Now let's try straight-from-guest-pagecache or otherwise zero-copy on the guest side. Without nondestructive changes, the guest needs a bounce buffer and it looks just like the above. One extra copy, zero extra mode transitions. With nondestructive changes, it's a bit more like physical hardware with an IOMMU:

Guest shares the page.
*** guest -> hypervisor ***
Hypervisor adds a PTE. Let's assume we're being very optimal and the host is not synchronously notified.
*** hypervisor -> guest ***
Guest writes descriptor to shared virtio ring.
Guest rings virtio doorbell, which causes an exit.
*** guest -> hypervisor -> host ***
host reads virtio ring (mmaped shared memory)

mmap *** syscall ***
host does the IO
munmap *** syscall, TLBI ***

resume guest
*** host -> hypervisor -> guest ***
Guest unshares the page.
*** guest -> hypervisor ***
Hypervisor removes PTE. TLBI.
*** hypervisor -> guest ***

This is quite expensive. For small IO, pread() or splice() in the host may be a lot faster. Even for large IO, splice() may still win.

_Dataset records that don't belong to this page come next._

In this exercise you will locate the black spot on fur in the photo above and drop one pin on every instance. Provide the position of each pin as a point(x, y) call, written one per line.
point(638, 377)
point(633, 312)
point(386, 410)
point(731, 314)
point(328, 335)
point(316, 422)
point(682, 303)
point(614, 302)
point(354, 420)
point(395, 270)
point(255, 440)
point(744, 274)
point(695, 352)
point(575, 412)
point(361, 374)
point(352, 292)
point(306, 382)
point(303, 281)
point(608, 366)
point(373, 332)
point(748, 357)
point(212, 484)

I can imagine clever improvements. First, let's get rid of mmap() + munmap(). Instead use a special device mapping with special semantics, not regular memory. (mmap and munmap are expensive even ignoring any arch and TLB stuff.) The rule is that, if the page is shared, access works, and if private, access doesn't, but it's still mapped. The hypervisor and the host cooperate to make it so. Now it's more like:

Guest shares the page.
*** guest -> hypervisor ***
Hypervisor adds a PTE. Let's assume we're being very optimal and the host is not synchronously notified.
*** hypervisor -> guest ***
Guest writes descriptor to shared virtio ring.
Guest rings virtio doorbell, which causes an exit.
*** guest -> hypervisor -> host ***
host reads virtio ring (mmaped shared memory)
memcpy(): just works without a fault
resume guest
*** host -> hypervisor -> guest ***
Guest unshares the page.
*** guest -> hypervisor ***
Hypervisor removes PTE. TLBI.
*** hypervisor -> guest ***

That's *much* better. On x86, it's still pretty terrible, but ARM64 is superior. (For now. I keep loudly asking Intel and AMD to catch up. Hasn't happened yet.)

But we can improve it further by making this whole mess look like an IOMMU:


Guest shares the page by writing an IOPTE or however it works.
Guest writes descriptor to shared virtio ring.
Guest rings virtio doorbell, which causes an exit.
*** guest -> hypervisor -> host ***
host reads virtio ring (mmaped shared memory)

memcpy(): would fault to hypervisor, but the IOPTE scheme could be improved by having a ring listing recently added PTEs so the hypervisor could do it as part of the exit processing.

resume guest
*** host -> hypervisor -> guest ***
Guest unshares the page.
*** guest -> hypervisor ***
Hypervisor removes PTE. TLBI.
*** hypervisor -> guest ***

Obviously considerable cleverness is needed to make a virt IOMMU like this work well, but still.

Anyway, my suggestion is that the fd backing proposal get slightly modified to get it ready for multiple subtypes of backing object, which should be a pretty minimal change. Then, if someone actually needs any of this cleverness, it can be added later. In the mean time, the pread()/pwrite()/splice() scheme is pretty good.